I think that there are a few reasons for this. Up to this point, European designs from GM and Ford have been rather dull and generally do not appeal to Americans. Europeans are smaller than we are in height and weight and fuel is more expensive in Europe. As a result, many European small cars seem a bit tight for us.

Market positioning is another challenge. A small American car, say the size of a Ford Focus, is a blue-collar entry-level car in the U.S. In Europe, a car of that size is for the middle class, so manufacturers use higher-priced designs and components and put more features in such models.

Such a car might cost as much as $30,000 in Europe, but no one would pay that much for a Ford of that size here. The Euro conversion rate also makes it impractical to import lower-priced, high-volume models. Just look at Volkswagen, which has been losing $1 billion a year in the U.S.

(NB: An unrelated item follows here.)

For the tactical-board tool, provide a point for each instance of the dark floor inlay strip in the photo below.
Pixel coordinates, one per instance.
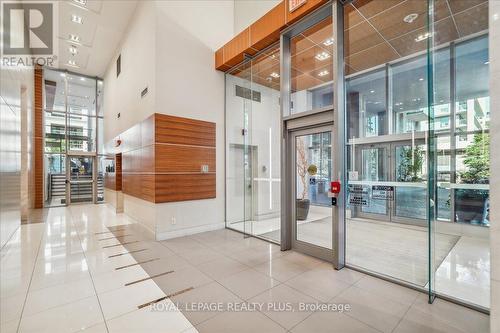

OK, I will concede that GM's new global cars might do better than the old ones. The Saturn Aura on sale now, a version of a German model, is better looking than any previous Saturn model. The next generation Chevy Malibu, coming this fall, also shares this European platform, and is more attractive than any versions of the Malibu since GM revived that nameplate for model year 2000.

That aside, globalization is fraught with problems. Here are a few passages from a letter sent to me a while ago by a Detroit executive:

"The difficulty in reconciling different market tastes, different tooling suppliers, different plant layouts, different manufacturing technology, the way doors, for instance, are hemmed, different safety requirements, etc., make the coordination and engineering job so complex and difficult that the supposed savings of engineering it only once are swamped with the additional, needless travel, communications, meetings, compromises and, above all, lost time. ...

"There is, further, a trend toward tailoring automotive products to specific markets. Even Toyota has recently begun to understand that regional product creation, using engineers and key suppliers in that region, designing vehicles for that regional market, is a more effective (i.e., better product at low cost and investment) method then a globally directed one-size fits all' strategy & "

For the past few years, GM has been working to create one engineering and manufacturing system for all its plants around the world to solve just these problems.

Maybe this plan will work this time. It won't be the easy road some expect.